It's a flavored beer in the same vein that a wine cooler is a flavored beer. I like it mostly because of its sweetness and carbonation (or whatever makes it fizz/bubbly). If that is technically what an alcopop is (never heard that term before) then I guess we're both right!
I see that taxes on wine and sprits in the US vs taxes on beer mean that wine coolers contain no wine (likewise stuff that in the UK would be spirits and fruit juice/juice substitute), but use un-hopped beer as a base. When I hear the term 'wine cooler' I understand some kind of drink based on fermented grapes (wine), rather than fermented barley.http://en.wikipedia.org/wiki/Alcopop
- I think it's more a UK term, it's definitely not an industry one, but it's the common term for those kind of things in the UK.
"In Europe and Canada, alcopops tend to be pre-mixed spirits, including vodka (e.g. Smirnoff Ice) or rum (e.g. Bacardi Breezer). In the United States, on the other hand, alcopops often start out as un-hopped beers, depending on the state in which they are sold. Much of the malt (and alcohol) is removed (leaving mostly water), with subsequent addition of alcohol (usually vodka or grain alcohol), sugar, coloring and flavoring."
They are OK, but if I want a sweet drink, I go soft or have one of the sweeter brands of cider - most likely pear cider, rather than apple as the apple stuff tends to be not very good if it's sweet (teenagers in the park drink before alcopops came along).
Every time I've had one of the "common" household beers I can only think "God, this stuff is horrendous" and only choke down one or two sips.
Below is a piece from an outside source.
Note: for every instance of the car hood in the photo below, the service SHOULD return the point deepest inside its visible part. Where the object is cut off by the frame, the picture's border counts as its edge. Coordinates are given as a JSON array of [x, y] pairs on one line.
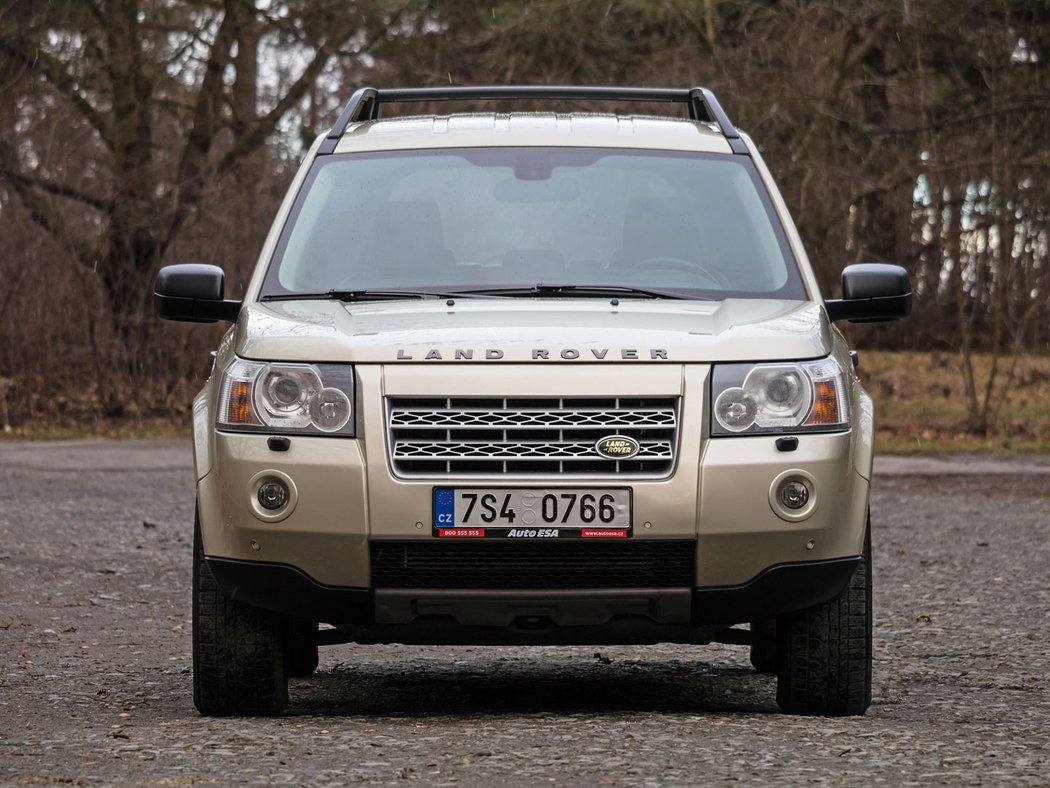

I'm nearly 21. Were I to start drinking, is there any sort of beer that would be better to start with than that? (I've tried Smirnoff Ice and didn't really like it either—too sour.)
Common household beers in America are pretty ghastly. Palettes develop and you learn to like stuff. Looking at what you're saying, try something European(-esque) that's wheaty or fruity (or both).
For the beer geeks - there's a gastropub (ie a pub that specialises in food more than being a bar) near me that serves 83 (IIRC) different types of beer (the cask ales rotate, like in many English pubs, so I'm only counting that as one, though there's probably two at any one time). You won't get most of these in the States, and most of them are expensively imported. Also has a guide to which beer to drink with what food: http://www.sausagetreepub.co.uk/Beers.asp
. For Scott, something like Hoegaarden is the kind of thing I'm recommending - it's what got my brother into beer.